What will the Jags counter with? Jalen Ramsey? Myles Jack? Both? They have the speed. But both are listed as 6-1, and Gronkowski is 6-6. Add the “catch radius” Marrone and others describe – supplemented by a subtle shove from the burly tight end – and difficult becomes borderline impossible.

ESPN has a neat stat on this: air yards per target. It’s a measure of how long Tom Brady’s passes travel before being caught (or falling incomplete). When Gronkowski is in the game, Brady’s air yards per target jumps from 7.4 to 9.4. That’s a 27 percent difference. Gronkowski in the slot allows the other, smaller receivers to move farther out along the flanks. It’s even more extreme when Gronkowski lines up on the outside. Put simply: Gronkowski is his own spread offense.

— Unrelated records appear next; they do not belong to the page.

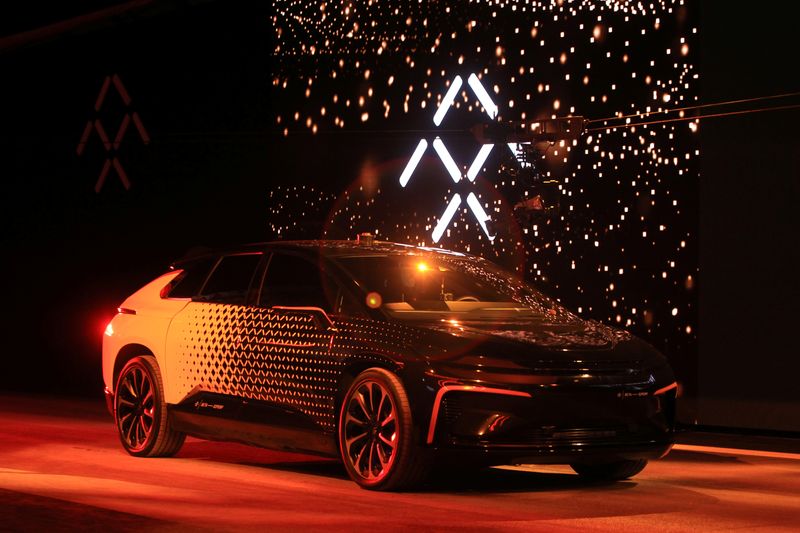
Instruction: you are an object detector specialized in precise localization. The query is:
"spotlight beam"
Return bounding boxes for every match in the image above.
[466,74,497,118]
[432,193,462,243]
[400,139,428,187]
[433,137,461,183]
[468,192,495,241]
[433,76,463,126]
[467,144,494,181]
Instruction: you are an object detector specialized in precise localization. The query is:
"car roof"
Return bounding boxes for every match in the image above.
[173,240,473,266]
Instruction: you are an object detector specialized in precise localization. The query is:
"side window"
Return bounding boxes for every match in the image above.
[167,257,217,298]
[197,253,261,304]
[259,253,339,313]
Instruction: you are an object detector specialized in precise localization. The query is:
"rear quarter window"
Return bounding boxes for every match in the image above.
[196,253,262,304]
[167,257,217,298]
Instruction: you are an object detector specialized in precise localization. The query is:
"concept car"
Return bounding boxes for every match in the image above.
[103,239,677,490]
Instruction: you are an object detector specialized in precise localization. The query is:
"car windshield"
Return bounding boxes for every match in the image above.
[338,254,575,321]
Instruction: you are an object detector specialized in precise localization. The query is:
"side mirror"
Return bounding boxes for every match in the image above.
[270,305,336,333]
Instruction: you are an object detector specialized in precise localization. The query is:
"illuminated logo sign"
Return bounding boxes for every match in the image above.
[76,74,150,193]
[400,74,497,243]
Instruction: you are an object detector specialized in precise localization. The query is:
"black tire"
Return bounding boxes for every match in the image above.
[570,459,647,481]
[114,355,186,457]
[338,368,431,490]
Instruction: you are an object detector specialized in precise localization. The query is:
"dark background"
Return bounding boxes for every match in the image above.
[0,1,800,431]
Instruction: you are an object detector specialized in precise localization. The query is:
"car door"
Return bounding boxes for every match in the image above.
[167,248,344,453]
[250,252,343,433]
[165,253,264,404]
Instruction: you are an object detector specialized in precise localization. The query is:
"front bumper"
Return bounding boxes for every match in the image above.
[426,384,677,464]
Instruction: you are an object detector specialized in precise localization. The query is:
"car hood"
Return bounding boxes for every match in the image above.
[415,320,632,351]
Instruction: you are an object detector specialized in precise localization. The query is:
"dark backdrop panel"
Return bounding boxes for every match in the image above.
[699,2,800,431]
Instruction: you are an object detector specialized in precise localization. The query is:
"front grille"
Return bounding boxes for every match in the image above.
[518,360,642,376]
[440,394,462,426]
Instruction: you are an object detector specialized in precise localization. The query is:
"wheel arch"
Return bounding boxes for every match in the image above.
[334,356,401,438]
[112,343,155,387]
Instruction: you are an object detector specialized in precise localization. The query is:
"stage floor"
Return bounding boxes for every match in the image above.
[0,395,800,532]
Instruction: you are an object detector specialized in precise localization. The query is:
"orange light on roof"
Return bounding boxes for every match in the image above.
[367,292,383,309]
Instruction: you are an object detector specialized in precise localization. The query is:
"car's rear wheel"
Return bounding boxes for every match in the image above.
[339,368,430,490]
[114,355,186,457]
[570,459,647,481]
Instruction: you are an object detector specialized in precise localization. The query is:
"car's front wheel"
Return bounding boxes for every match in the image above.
[339,368,430,490]
[570,459,647,481]
[114,355,186,457]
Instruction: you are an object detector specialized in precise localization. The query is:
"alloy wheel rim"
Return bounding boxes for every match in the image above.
[117,367,155,451]
[343,381,398,482]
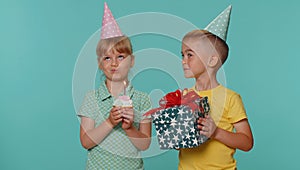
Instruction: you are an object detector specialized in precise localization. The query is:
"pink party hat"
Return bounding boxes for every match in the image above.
[205,5,232,41]
[101,2,123,39]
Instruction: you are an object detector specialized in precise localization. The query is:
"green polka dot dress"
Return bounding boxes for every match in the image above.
[78,81,151,170]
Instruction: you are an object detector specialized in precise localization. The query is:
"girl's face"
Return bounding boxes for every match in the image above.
[181,40,207,78]
[98,50,134,81]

One of the underrated aspects of the Brady-Gronk connection is air space. Brady is 6-4 and he rarely moves except to shuffle his feet in the pocket. So unlike a passer who throws on the run, Brady is as tall as he can be when he delivers the throw. Passes to Gronkowski are almost football alley-oops.

“Gotta be constantly, constantly in his face,” Dareus says of Brady.

The former Bill is standing in the Jaguars’ locker room as he says this, and footage of the Patriots’ offense is playing on a big screen across the room.

“Watch this next play right here,” Dareus says, turning toward the screen.

It’s a play in the red zone, against the New York Jets.

“That’s their primary personnel,” Dareus notes. “No running back, two tight ends. There’s the A-gap, and there’s the B-gap.”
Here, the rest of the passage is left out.